Imagine that you are in the cinema late at night. You sit down in your chair, comfortable, relax and watch the screen. Looking at your own dreams….
This used to be an exercise Robert Moss did with his students but now it has come reality. Michio Kaku talks about it in his book the Future of the mind.
Dr. Gallant of Berkeley University is developing the tools to envision your dreams. He decodes the neurons that fire and translate them back into images. In Future of the mind Michio Kaku says: “Gallant’s MRI machine is so powerful it can identify two to three hundred distinct regions of the brain and, on average, can take snapshots that have one hundred dots per region of the brain“.

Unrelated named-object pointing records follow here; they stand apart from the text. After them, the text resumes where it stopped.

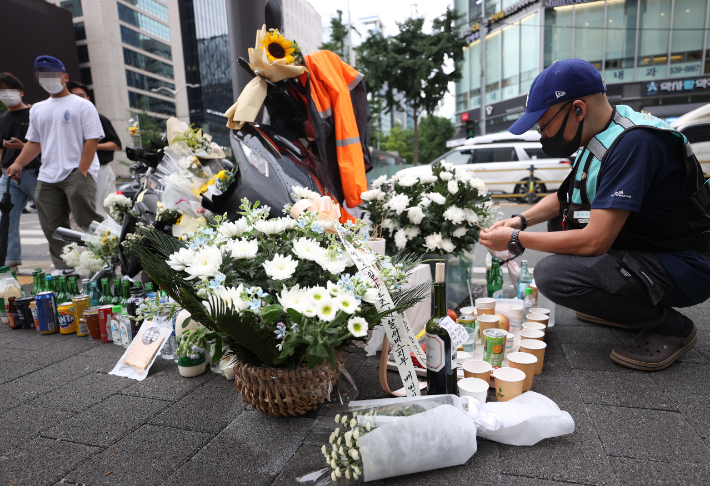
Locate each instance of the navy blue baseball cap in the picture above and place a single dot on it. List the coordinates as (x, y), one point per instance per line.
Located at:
(563, 81)
(49, 64)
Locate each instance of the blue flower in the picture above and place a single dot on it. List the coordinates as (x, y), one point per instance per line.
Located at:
(255, 305)
(280, 330)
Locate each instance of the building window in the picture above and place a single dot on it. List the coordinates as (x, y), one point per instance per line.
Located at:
(493, 67)
(687, 38)
(74, 6)
(148, 103)
(152, 7)
(529, 48)
(85, 76)
(144, 22)
(558, 34)
(83, 52)
(79, 31)
(148, 44)
(653, 39)
(146, 83)
(620, 41)
(511, 61)
(137, 60)
(588, 37)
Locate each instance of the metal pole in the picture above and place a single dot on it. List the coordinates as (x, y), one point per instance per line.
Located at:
(243, 20)
(482, 30)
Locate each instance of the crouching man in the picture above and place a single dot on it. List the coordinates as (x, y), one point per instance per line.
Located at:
(636, 217)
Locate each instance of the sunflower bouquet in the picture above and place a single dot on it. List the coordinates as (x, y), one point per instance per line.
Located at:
(437, 213)
(279, 292)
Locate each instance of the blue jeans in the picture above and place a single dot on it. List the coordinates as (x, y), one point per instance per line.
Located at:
(20, 195)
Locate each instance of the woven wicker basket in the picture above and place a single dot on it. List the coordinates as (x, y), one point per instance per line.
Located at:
(284, 392)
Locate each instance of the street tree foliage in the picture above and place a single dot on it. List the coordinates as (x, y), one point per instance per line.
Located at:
(338, 33)
(410, 66)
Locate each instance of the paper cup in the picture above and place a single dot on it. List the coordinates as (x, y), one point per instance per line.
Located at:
(537, 349)
(524, 362)
(474, 388)
(477, 369)
(534, 325)
(541, 318)
(486, 322)
(486, 302)
(532, 334)
(509, 383)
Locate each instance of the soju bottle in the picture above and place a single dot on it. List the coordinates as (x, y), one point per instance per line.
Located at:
(524, 279)
(105, 293)
(95, 294)
(495, 280)
(85, 286)
(441, 358)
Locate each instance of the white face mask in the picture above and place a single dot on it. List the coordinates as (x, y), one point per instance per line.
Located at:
(51, 85)
(11, 97)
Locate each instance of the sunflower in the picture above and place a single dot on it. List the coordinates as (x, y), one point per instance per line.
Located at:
(278, 47)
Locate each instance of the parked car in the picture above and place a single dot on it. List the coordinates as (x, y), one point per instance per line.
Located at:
(503, 162)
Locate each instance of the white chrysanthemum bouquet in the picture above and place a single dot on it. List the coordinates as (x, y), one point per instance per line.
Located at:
(436, 213)
(279, 291)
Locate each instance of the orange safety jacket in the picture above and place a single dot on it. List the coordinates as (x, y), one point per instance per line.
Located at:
(341, 121)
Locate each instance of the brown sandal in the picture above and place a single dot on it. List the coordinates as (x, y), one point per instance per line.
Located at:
(653, 352)
(602, 322)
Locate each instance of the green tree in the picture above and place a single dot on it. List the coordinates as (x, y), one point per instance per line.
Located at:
(338, 33)
(434, 131)
(410, 66)
(401, 141)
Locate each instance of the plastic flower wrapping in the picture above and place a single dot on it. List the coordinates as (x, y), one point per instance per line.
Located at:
(438, 213)
(279, 291)
(377, 439)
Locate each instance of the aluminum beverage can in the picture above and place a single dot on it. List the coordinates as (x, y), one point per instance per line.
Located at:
(105, 312)
(80, 305)
(494, 346)
(67, 319)
(46, 313)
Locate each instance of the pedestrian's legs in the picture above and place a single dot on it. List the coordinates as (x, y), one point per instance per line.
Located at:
(81, 195)
(53, 212)
(19, 197)
(627, 287)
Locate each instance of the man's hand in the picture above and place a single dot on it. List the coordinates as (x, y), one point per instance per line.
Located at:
(13, 143)
(515, 223)
(497, 238)
(13, 172)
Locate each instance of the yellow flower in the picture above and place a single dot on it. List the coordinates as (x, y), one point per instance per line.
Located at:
(278, 47)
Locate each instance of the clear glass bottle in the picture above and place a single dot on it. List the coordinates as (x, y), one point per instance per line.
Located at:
(495, 280)
(441, 357)
(524, 279)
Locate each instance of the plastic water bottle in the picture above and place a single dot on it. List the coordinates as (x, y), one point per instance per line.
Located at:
(170, 347)
(528, 301)
(524, 279)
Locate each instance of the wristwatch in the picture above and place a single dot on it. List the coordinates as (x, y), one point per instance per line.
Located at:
(522, 218)
(514, 246)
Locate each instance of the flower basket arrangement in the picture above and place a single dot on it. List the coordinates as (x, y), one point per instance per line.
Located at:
(280, 293)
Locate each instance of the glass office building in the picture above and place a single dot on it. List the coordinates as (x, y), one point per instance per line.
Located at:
(653, 54)
(205, 46)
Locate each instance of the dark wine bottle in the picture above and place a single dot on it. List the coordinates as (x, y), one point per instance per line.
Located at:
(441, 357)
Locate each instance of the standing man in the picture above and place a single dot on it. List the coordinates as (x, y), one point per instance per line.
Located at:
(636, 211)
(13, 129)
(107, 146)
(66, 129)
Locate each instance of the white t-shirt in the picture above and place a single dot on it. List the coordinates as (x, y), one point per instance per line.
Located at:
(61, 126)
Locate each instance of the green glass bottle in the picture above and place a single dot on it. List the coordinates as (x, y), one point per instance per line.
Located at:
(441, 357)
(495, 280)
(105, 292)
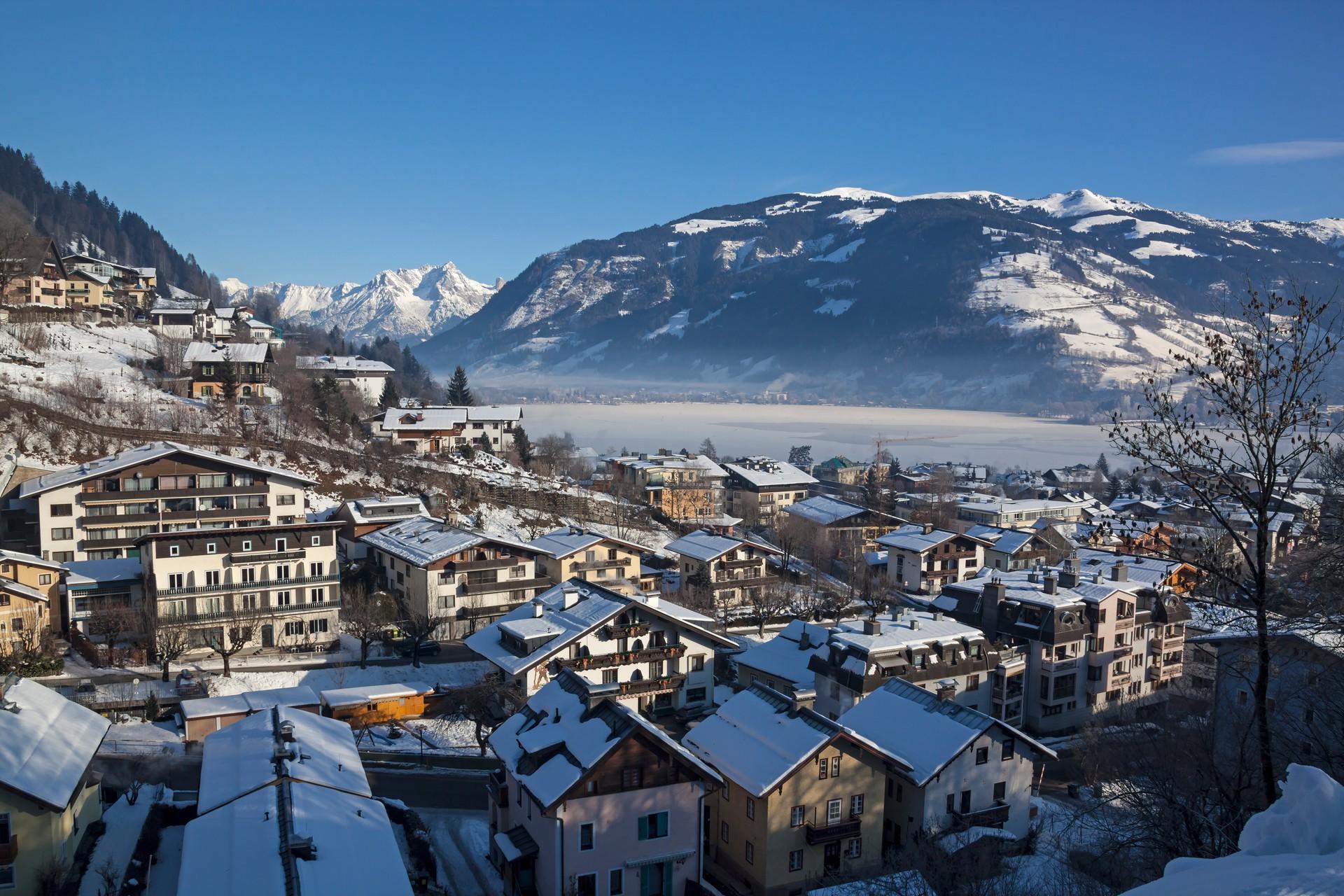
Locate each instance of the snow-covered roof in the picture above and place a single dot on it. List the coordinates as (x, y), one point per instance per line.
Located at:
(757, 738)
(249, 701)
(254, 752)
(143, 454)
(555, 739)
(705, 546)
(764, 473)
(371, 694)
(237, 352)
(593, 606)
(239, 846)
(422, 540)
(784, 656)
(49, 743)
(566, 540)
(356, 365)
(92, 573)
(924, 731)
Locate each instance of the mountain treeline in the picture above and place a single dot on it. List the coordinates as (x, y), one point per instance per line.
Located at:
(67, 211)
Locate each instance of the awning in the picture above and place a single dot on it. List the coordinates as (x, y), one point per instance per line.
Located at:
(654, 860)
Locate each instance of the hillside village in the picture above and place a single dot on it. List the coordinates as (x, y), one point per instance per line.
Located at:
(258, 562)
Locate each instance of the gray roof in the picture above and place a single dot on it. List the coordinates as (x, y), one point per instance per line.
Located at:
(141, 454)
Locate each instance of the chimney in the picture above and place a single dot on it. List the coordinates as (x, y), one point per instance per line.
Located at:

So while researchers are building databases that enable us to decode the simultaneous firing of neurons, we would like to know if we are the only ones reading our own mind…
Another very interesting chapter in Michio Kaku’s book is that about dreams.
“As mysterious as they are, dreams are not a superfluous luxury, the useless ruminations of the brain. Dreams in fact, are essential for survival“.
Michio distinguishes five characteristics of dreams:
#1: Intense emotions.
#2: Illogical content.
#3: Apparent sensory impressions.
#4: Uncritical acceptance of dream events.
#5: Difficulty in being remembered.
In 2011, for the first time scientists where able to generate pictures based on the firing of neuron patterns in the brain during sleep. It might just be possible in the future to connect two sleeping brains to an MRI scanner that would merge their dreams into one. If you want to read more about the magic of the brain, here is Michio Kaku’s book.
I read it with a lot of pleasure. It tells you about the mind, about telepathy, about consciousness, a favorite chapter of mine is the one about the mind as pure energy, and of course he talks about his great hero Einstein and his brain.